Dec. 3, 2009 (Chinavestor) Index futures got firmer following a better-then-expected jobs data this morning. China stocks continued to climb in Hong Kong but succumbed to profit taking in Shanghai. The Hang Seng Index advanced 7.2% since last Friday shrugging off Dubai's woes. China Eastern Airlines (HKG:0670) (NYSE:CEA), Aluminum Corp. of China (HKG:2600) (NYSE:ACH) and Yanzhou Coal (NYSE:YZC) pulled the index as commodity prices strengthened on the weaker dollar. Chinese airliners reported strong passenger traffic growth and CEA's merger with rival Shanghai Airlines (SHA:600591) set a stage for a dominant position for CEA over the skies of China's financial hub, Shanghai.
Chinese ADRs are far from overbought, a bullish statement before the opening bell. Expect Chinese ADRs with strong momentum from last week to carry on but avoid those that fell on weak earnings. For a stocks specific readings, please visit today's overbought/oversold report.

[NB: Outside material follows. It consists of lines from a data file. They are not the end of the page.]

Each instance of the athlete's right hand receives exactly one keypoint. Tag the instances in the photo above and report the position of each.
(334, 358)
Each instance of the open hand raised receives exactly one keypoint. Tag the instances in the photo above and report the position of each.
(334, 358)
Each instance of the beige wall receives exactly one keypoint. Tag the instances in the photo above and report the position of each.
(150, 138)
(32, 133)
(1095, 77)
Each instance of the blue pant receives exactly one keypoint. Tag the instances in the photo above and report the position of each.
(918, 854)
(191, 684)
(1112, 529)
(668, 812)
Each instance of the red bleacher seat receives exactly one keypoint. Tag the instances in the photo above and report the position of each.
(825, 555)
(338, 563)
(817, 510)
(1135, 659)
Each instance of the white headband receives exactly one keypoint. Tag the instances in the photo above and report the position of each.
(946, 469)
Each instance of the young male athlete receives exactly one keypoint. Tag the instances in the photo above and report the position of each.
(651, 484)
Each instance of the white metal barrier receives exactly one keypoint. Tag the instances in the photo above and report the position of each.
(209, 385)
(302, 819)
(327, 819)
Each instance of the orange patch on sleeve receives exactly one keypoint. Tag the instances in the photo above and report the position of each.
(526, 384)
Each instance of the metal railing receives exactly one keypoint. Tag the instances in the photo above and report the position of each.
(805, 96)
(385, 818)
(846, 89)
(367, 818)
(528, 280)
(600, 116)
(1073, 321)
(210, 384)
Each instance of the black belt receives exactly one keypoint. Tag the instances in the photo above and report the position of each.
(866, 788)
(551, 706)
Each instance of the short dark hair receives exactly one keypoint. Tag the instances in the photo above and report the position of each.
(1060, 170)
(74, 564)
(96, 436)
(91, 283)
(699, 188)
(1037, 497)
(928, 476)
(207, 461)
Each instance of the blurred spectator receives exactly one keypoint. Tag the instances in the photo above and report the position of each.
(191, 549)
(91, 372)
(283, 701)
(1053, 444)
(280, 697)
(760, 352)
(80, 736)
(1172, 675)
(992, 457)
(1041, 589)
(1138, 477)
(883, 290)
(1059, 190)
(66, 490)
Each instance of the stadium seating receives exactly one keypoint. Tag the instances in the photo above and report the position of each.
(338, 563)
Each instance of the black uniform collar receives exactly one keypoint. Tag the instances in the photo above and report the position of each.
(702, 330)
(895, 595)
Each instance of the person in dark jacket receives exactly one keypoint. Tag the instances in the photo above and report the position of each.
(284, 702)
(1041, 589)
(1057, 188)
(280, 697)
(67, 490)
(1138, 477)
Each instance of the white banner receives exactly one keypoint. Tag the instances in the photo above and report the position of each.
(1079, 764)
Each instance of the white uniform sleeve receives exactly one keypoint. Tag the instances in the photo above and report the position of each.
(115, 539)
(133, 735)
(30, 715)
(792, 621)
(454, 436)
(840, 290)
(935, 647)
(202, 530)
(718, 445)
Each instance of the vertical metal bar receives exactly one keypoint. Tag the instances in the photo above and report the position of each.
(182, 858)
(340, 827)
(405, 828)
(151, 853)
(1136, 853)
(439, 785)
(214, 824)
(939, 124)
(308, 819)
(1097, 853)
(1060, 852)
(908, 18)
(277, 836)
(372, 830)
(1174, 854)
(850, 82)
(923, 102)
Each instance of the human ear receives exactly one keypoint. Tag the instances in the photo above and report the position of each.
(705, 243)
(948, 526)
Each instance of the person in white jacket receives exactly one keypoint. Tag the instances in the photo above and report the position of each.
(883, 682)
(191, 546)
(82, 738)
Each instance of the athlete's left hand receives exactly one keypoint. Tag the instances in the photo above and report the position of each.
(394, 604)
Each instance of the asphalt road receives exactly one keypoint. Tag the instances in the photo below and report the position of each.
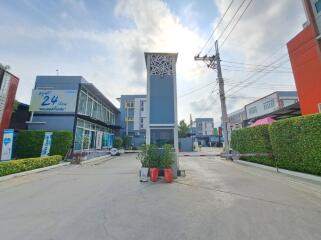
(216, 200)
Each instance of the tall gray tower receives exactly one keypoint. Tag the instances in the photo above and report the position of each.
(162, 125)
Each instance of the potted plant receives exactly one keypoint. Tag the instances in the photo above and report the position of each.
(166, 162)
(143, 157)
(153, 156)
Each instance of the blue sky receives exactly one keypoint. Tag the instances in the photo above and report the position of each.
(104, 41)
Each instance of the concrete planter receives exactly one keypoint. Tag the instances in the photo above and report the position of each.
(143, 174)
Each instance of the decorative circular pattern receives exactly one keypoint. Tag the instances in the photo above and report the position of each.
(161, 65)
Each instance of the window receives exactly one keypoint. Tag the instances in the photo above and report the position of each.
(268, 104)
(129, 104)
(95, 108)
(160, 137)
(252, 110)
(78, 138)
(104, 115)
(82, 103)
(317, 5)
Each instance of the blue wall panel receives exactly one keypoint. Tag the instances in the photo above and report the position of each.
(53, 123)
(161, 100)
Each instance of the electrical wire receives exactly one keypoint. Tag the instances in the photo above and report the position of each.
(228, 24)
(238, 20)
(216, 27)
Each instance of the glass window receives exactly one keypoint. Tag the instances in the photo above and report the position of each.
(104, 113)
(253, 110)
(82, 103)
(160, 137)
(86, 139)
(92, 139)
(95, 110)
(78, 138)
(89, 107)
(318, 6)
(268, 104)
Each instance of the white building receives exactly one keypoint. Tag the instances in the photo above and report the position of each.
(270, 103)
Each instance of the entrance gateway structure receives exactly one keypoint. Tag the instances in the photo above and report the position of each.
(162, 125)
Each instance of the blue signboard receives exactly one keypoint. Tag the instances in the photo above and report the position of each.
(46, 144)
(7, 144)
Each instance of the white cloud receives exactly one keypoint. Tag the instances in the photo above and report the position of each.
(118, 66)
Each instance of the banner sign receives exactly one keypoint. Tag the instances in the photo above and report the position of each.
(46, 144)
(99, 139)
(53, 101)
(7, 144)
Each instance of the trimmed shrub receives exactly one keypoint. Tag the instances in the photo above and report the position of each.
(21, 165)
(29, 143)
(61, 143)
(253, 140)
(118, 142)
(296, 143)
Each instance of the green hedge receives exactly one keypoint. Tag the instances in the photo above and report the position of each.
(21, 165)
(296, 143)
(61, 143)
(253, 140)
(29, 143)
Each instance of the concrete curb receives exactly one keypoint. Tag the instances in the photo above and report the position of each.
(284, 171)
(8, 177)
(97, 159)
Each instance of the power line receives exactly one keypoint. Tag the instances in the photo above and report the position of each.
(195, 90)
(238, 20)
(247, 81)
(228, 24)
(251, 69)
(248, 64)
(216, 27)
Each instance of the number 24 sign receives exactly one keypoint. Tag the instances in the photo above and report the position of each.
(53, 100)
(47, 100)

The strong performance of the Hang Seng index and the Shanghai Composite is clearly reflected in today's overbought chart below. This makes a strong case for their tracking ETFs, such as the Morgan Stanley China Fund (NYSE:CAF) or the FTSE/Xinhua 25 China Index (NYSE:FXI). The relative weakness of the China real estate ETF (NYSE:TAO) suggests buying into weakness makes perfect sense this time.